While there has been some discussion about creation of spin-off jobs and possible increases in tax revenue, a shift of beds would lead to a shift of jobs (and any spin-off jobs) from one


location to another. To the extent that patients chose to go to the new hospital rather than other area hospitals owned by other entities, the gain in jobs related to the new hospital would be offset by similar losses tied to the other hospitals. There is little reason to expect a significant change in tax revenue upon the opening of a new hospital, other than the potential property tax revenue increase in the Village of Clarkston or Independence Township less the potential property tax revenue loss in Pontiac.

 

Although construction of the facility would lead to jobs, the money spent on construction otherwise could be spent on different endeavors (the opportunity cost), such as upgrading the present facility, which likely would create jobs directly or indirectly. Thus, it is difficult to conclude that there would be a significant increase in income and sales tax revenue, even short-term, if the bill passed. Advocates have noted that the building would likely be financed through bonding, which would mean the initial funding for construction would come from outside sources. However, the debt service would have to be paid, which would lead to opportunity cost issues with whatever revenue would be directed to cover that debt service. While there could be some initial economic benefit from bond-financed construction, there also would be longer-term reduced availability of resources due to the debt service.

 

Similarly, some opponents have expressed concern about an increase in health care costs, based on a belief that movement in hospital beds from one site to another would lead to greater demand for services. This does not appear to be a significant issue.
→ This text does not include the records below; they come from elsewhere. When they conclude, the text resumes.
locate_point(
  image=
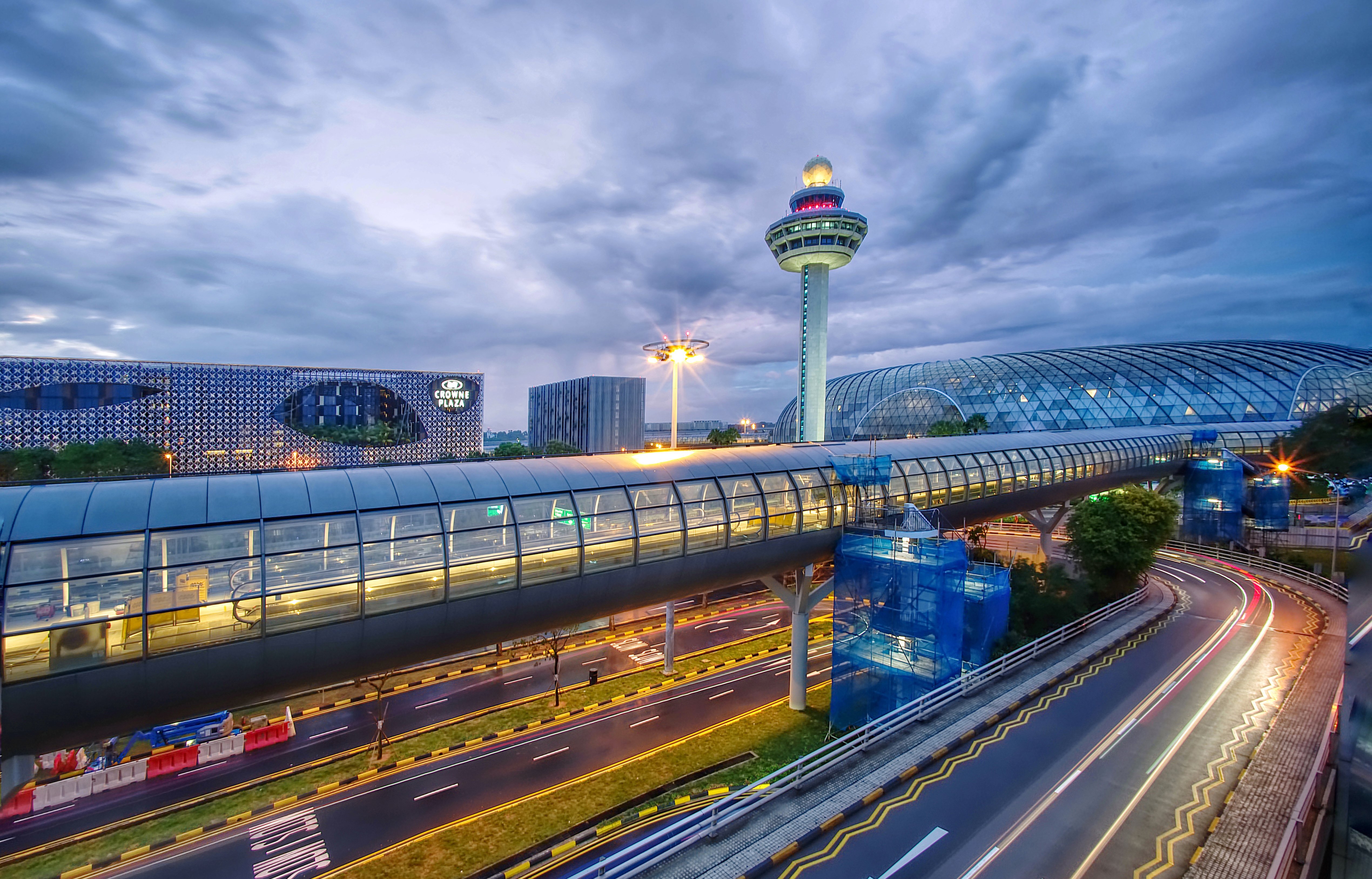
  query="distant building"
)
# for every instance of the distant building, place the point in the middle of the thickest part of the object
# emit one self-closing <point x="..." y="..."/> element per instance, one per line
<point x="217" y="418"/>
<point x="595" y="414"/>
<point x="688" y="433"/>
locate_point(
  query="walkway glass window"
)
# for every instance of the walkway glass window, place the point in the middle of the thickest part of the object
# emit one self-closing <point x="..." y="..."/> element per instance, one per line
<point x="402" y="555"/>
<point x="318" y="584"/>
<point x="704" y="510"/>
<point x="745" y="510"/>
<point x="659" y="518"/>
<point x="783" y="506"/>
<point x="66" y="605"/>
<point x="482" y="549"/>
<point x="607" y="529"/>
<point x="205" y="586"/>
<point x="548" y="539"/>
<point x="813" y="488"/>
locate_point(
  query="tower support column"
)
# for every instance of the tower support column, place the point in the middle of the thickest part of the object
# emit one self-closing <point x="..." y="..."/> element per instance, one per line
<point x="814" y="352"/>
<point x="801" y="599"/>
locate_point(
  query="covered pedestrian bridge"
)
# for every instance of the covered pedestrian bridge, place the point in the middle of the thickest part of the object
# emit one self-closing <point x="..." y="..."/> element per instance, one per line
<point x="130" y="602"/>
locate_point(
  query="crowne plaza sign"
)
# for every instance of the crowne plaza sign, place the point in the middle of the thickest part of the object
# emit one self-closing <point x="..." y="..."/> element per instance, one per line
<point x="453" y="393"/>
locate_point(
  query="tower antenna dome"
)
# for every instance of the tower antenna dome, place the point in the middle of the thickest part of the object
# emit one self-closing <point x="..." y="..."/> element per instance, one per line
<point x="818" y="172"/>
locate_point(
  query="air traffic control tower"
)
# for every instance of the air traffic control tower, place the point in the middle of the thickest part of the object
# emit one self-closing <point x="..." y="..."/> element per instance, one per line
<point x="816" y="237"/>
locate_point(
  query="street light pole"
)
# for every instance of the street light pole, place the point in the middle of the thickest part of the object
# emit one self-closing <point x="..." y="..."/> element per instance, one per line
<point x="675" y="352"/>
<point x="677" y="376"/>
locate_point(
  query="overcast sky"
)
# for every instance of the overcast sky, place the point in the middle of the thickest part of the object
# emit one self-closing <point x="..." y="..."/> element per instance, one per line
<point x="536" y="190"/>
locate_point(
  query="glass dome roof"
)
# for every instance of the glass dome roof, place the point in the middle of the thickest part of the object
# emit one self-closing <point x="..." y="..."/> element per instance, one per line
<point x="1107" y="386"/>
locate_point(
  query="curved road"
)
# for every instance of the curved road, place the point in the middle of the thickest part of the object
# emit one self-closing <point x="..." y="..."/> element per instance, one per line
<point x="1112" y="774"/>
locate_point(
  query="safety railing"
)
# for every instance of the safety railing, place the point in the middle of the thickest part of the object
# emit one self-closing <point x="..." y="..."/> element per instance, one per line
<point x="1267" y="565"/>
<point x="687" y="831"/>
<point x="1216" y="553"/>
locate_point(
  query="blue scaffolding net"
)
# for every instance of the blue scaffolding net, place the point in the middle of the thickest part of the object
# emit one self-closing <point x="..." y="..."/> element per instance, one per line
<point x="1212" y="509"/>
<point x="898" y="623"/>
<point x="1272" y="503"/>
<point x="986" y="612"/>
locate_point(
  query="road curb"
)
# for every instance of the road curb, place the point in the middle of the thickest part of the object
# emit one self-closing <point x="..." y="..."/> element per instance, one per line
<point x="789" y="851"/>
<point x="86" y="870"/>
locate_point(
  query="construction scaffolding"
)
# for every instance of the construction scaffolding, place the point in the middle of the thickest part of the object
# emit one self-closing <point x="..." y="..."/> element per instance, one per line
<point x="898" y="621"/>
<point x="986" y="612"/>
<point x="1213" y="500"/>
<point x="1271" y="503"/>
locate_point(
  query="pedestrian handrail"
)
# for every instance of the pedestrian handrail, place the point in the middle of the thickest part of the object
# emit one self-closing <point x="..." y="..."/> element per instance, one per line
<point x="666" y="843"/>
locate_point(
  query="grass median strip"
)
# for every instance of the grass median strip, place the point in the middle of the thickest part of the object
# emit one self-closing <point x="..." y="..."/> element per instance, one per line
<point x="474" y="847"/>
<point x="261" y="798"/>
<point x="353" y="693"/>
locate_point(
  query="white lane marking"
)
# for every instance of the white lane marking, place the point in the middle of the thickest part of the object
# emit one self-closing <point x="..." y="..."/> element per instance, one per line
<point x="980" y="864"/>
<point x="223" y="763"/>
<point x="39" y="815"/>
<point x="1361" y="634"/>
<point x="438" y="792"/>
<point x="1067" y="782"/>
<point x="320" y="735"/>
<point x="931" y="838"/>
<point x="295" y="844"/>
<point x="1159" y="766"/>
<point x="1179" y="572"/>
<point x="278" y="833"/>
<point x="553" y="753"/>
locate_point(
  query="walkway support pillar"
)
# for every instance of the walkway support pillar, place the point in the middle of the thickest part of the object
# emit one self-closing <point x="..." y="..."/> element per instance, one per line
<point x="670" y="642"/>
<point x="801" y="598"/>
<point x="1046" y="524"/>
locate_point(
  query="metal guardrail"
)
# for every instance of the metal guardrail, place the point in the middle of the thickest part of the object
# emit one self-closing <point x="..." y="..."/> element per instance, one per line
<point x="1268" y="565"/>
<point x="680" y="835"/>
<point x="1216" y="553"/>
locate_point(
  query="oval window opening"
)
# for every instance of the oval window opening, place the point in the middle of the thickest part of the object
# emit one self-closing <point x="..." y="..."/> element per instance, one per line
<point x="361" y="414"/>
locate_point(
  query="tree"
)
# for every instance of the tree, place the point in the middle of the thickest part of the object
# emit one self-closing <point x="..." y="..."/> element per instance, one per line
<point x="1334" y="442"/>
<point x="1113" y="537"/>
<point x="551" y="645"/>
<point x="947" y="429"/>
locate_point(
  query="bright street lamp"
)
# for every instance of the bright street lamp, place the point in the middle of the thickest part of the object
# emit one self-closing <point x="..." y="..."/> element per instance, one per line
<point x="675" y="352"/>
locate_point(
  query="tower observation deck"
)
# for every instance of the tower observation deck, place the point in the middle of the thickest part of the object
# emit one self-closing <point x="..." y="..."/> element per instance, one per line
<point x="816" y="237"/>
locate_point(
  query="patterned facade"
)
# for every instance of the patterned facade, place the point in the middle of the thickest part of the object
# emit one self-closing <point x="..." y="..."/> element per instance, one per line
<point x="1109" y="386"/>
<point x="223" y="418"/>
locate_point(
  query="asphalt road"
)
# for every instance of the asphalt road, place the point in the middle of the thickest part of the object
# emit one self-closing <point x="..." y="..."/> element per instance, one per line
<point x="339" y="730"/>
<point x="1098" y="777"/>
<point x="337" y="830"/>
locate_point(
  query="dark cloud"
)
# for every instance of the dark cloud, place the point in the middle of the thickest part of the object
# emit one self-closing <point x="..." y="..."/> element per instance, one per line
<point x="533" y="192"/>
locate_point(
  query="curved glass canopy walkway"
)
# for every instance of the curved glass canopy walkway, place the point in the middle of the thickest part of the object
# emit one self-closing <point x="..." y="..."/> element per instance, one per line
<point x="128" y="601"/>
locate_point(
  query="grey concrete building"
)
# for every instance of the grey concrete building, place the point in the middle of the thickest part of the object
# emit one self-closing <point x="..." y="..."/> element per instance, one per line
<point x="595" y="414"/>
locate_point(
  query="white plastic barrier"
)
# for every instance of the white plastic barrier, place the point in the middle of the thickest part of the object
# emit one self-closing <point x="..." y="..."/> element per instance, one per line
<point x="119" y="777"/>
<point x="219" y="749"/>
<point x="59" y="793"/>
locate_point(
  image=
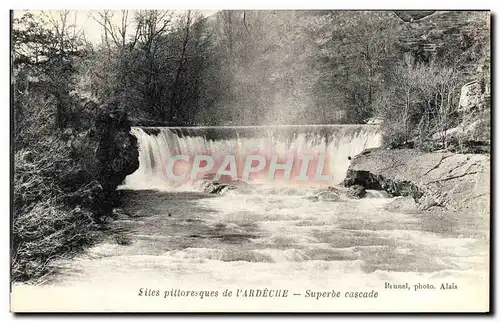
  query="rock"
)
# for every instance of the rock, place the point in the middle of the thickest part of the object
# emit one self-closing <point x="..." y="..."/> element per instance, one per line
<point x="106" y="219"/>
<point x="328" y="196"/>
<point x="312" y="198"/>
<point x="404" y="204"/>
<point x="215" y="187"/>
<point x="457" y="182"/>
<point x="356" y="192"/>
<point x="123" y="240"/>
<point x="119" y="214"/>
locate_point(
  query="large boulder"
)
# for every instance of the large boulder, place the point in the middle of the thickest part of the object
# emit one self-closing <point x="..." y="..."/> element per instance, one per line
<point x="457" y="182"/>
<point x="117" y="152"/>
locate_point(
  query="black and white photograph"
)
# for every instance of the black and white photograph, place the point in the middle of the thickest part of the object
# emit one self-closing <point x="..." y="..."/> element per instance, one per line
<point x="168" y="160"/>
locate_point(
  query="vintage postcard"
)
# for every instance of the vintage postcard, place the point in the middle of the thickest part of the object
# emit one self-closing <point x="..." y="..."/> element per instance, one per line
<point x="250" y="161"/>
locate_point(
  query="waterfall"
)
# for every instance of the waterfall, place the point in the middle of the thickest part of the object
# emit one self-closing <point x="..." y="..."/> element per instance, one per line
<point x="157" y="145"/>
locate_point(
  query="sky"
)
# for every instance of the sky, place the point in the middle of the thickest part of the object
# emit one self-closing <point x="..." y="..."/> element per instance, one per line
<point x="85" y="21"/>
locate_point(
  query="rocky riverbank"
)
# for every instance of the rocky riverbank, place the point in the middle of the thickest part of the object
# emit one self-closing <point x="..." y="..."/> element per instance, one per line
<point x="456" y="182"/>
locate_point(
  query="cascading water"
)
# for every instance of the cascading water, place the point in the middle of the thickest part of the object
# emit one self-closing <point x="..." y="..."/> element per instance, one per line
<point x="158" y="145"/>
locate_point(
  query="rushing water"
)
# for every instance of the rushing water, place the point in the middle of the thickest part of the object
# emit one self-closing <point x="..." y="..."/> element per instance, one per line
<point x="271" y="236"/>
<point x="337" y="142"/>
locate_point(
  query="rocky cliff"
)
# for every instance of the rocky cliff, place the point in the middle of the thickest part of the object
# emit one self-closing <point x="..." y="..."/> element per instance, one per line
<point x="457" y="182"/>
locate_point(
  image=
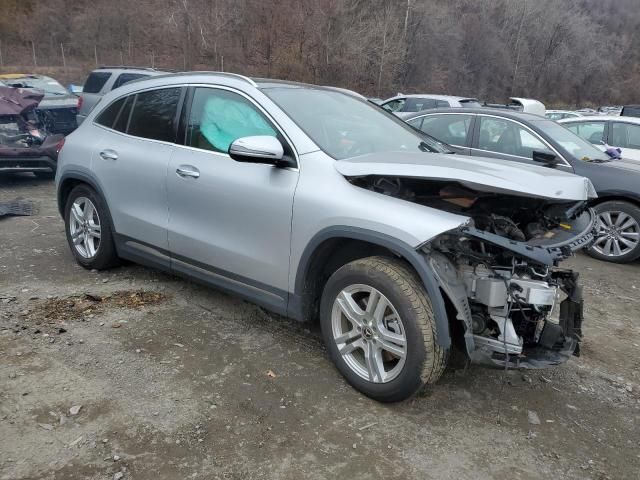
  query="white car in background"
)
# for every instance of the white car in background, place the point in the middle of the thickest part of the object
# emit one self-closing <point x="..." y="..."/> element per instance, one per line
<point x="416" y="103"/>
<point x="608" y="130"/>
<point x="561" y="114"/>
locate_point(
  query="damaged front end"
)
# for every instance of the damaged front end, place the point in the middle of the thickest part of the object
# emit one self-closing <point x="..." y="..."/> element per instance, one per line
<point x="501" y="273"/>
<point x="500" y="270"/>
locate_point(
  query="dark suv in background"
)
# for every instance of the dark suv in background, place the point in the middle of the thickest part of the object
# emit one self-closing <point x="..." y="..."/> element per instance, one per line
<point x="104" y="79"/>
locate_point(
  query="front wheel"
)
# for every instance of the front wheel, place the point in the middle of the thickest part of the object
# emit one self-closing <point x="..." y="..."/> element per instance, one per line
<point x="378" y="325"/>
<point x="89" y="230"/>
<point x="618" y="235"/>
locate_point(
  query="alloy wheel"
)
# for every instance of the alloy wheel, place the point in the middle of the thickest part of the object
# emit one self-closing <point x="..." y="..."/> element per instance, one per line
<point x="369" y="333"/>
<point x="618" y="234"/>
<point x="84" y="227"/>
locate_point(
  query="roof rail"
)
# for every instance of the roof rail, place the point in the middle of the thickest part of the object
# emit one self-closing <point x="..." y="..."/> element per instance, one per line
<point x="125" y="67"/>
<point x="226" y="74"/>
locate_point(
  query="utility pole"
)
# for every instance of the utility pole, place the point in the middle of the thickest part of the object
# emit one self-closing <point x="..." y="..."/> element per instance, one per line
<point x="64" y="60"/>
<point x="33" y="49"/>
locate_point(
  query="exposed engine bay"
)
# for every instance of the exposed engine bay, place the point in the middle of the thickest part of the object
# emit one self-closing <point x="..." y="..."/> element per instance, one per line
<point x="500" y="270"/>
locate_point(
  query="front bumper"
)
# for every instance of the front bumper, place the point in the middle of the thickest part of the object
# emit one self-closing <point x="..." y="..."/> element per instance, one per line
<point x="557" y="343"/>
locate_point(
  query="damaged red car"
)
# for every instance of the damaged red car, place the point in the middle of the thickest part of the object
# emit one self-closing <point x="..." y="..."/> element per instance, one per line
<point x="25" y="144"/>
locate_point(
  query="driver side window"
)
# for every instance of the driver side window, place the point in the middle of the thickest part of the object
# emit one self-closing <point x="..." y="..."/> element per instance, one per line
<point x="510" y="138"/>
<point x="219" y="117"/>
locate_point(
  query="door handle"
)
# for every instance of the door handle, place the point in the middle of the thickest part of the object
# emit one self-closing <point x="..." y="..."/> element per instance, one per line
<point x="188" y="171"/>
<point x="109" y="154"/>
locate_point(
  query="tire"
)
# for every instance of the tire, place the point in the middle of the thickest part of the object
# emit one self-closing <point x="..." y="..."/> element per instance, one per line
<point x="394" y="376"/>
<point x="619" y="232"/>
<point x="45" y="175"/>
<point x="99" y="253"/>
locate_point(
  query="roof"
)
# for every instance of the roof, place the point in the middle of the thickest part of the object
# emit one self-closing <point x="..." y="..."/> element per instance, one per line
<point x="11" y="76"/>
<point x="602" y="118"/>
<point x="435" y="97"/>
<point x="496" y="112"/>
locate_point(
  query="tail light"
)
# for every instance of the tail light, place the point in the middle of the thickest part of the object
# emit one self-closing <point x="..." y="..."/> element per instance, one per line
<point x="59" y="145"/>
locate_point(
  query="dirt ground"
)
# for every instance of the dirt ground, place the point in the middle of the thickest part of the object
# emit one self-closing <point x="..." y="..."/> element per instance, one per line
<point x="178" y="381"/>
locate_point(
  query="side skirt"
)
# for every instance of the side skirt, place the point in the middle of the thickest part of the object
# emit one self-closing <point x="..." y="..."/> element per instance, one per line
<point x="272" y="299"/>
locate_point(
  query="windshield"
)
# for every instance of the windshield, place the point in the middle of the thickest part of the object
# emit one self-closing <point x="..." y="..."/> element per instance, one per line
<point x="344" y="126"/>
<point x="572" y="143"/>
<point x="48" y="85"/>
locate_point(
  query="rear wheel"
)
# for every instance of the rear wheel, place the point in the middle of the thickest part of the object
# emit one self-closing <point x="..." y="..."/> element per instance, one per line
<point x="378" y="325"/>
<point x="618" y="235"/>
<point x="88" y="229"/>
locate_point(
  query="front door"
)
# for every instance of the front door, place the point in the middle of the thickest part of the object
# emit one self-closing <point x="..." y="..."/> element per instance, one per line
<point x="229" y="222"/>
<point x="131" y="164"/>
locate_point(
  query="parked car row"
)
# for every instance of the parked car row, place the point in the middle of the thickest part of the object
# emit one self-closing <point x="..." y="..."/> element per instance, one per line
<point x="30" y="135"/>
<point x="530" y="139"/>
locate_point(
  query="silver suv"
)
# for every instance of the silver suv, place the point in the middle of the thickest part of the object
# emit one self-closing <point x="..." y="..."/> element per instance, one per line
<point x="316" y="204"/>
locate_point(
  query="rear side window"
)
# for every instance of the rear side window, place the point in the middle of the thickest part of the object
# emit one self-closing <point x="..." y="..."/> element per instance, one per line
<point x="126" y="78"/>
<point x="414" y="104"/>
<point x="122" y="119"/>
<point x="470" y="103"/>
<point x="452" y="129"/>
<point x="154" y="114"/>
<point x="95" y="82"/>
<point x="394" y="105"/>
<point x="109" y="114"/>
<point x="593" y="132"/>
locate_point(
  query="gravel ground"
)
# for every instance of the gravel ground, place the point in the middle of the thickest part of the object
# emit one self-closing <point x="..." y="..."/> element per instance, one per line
<point x="175" y="380"/>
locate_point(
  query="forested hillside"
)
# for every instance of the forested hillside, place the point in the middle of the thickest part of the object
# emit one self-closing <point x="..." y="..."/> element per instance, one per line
<point x="561" y="51"/>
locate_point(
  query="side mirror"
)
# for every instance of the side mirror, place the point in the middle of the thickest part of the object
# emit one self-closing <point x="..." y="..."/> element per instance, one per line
<point x="257" y="149"/>
<point x="549" y="159"/>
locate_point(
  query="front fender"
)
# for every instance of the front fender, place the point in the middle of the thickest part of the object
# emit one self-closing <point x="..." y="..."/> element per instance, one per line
<point x="400" y="248"/>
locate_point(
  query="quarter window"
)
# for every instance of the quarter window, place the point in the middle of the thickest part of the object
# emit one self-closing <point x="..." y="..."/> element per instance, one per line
<point x="154" y="114"/>
<point x="451" y="129"/>
<point x="593" y="132"/>
<point x="219" y="117"/>
<point x="625" y="135"/>
<point x="122" y="120"/>
<point x="507" y="137"/>
<point x="109" y="114"/>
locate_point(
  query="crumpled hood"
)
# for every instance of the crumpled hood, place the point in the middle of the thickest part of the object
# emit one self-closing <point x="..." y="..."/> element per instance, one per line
<point x="481" y="174"/>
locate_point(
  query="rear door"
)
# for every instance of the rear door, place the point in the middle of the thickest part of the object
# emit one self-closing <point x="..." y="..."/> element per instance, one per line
<point x="230" y="220"/>
<point x="131" y="162"/>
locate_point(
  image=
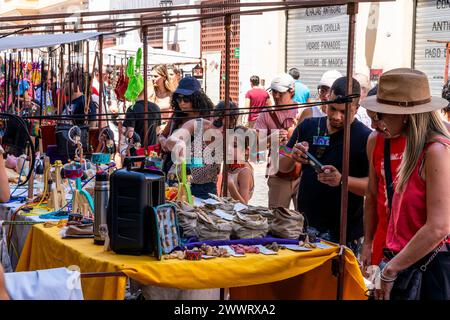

The reasons a person is placed in a hospital have less to do with location and more to do with his or her medical needs, especially in an area where thousands of hospital beds are already available.

 

Therefore, while one cannot state that these aspects of the bill would have no fiscal impact, it is the view of the Senate Fiscal Agency that the impact would be marginal, both on the tax revenue side and the medical expenditure side. (The latter would affect State and local governments as employers providing health insurance to employees.)  There would not be any fiscal impact on the State's Medicaid program.

 

In addition, although the bill itself would have no fiscal impact on the Department of Licensing and Regulatory Affairs (LARA), allowing the opportunity for a new hospital to be built would create some new revenue and costs for LARA. Assuming a hospital was built, the bill would have a negative fiscal impact on LARA, as the costs of plan review, inspections, and licensure would exceed the revenue generated by fees charged to the hospital and Federal grants that would likely be received.

 

For construction plan review, the Bureau of Fire Services (BFS) would receive a fee based on the project's construction cost, as annually provided for in the LARA budget bill. The BFS also would receive an $8 per-bed fee for periodic operation and maintenance inspections. The Bureau of Health Care Services (BHCS) would receive fees for licensure of the new hospital at the rate of $8.28 per bed, as well as some Federal revenue as it is assumed the hospital would participate in the Federal Medicare and Medicaid programs. All of these fees have been at their current rates for a number of years, and while the Federal grants for Medicaid/Medicare inspections would help cover some of the BHCS's costs, both bureaus receive annual General Fund/General Purpose (GF/GP) appropriations to cover the shortfalls in fee revenue from these and other fees. If a new hospital were built, it would result in both new revenue and costs, but the costs would exceed revenue by an indeterminate amount, and those excess costs would be borne by current LARA GF/GP appropriations.

 

Date Completed:  11-13-14                                               Fiscal Analyst:  Steve Angelotti

                                                                                                             Josh Sefton

This analysis was prepared by nonpartisan Senate staff for use by the Senate in its deliberations and does not constitute an official statement of legislative intent.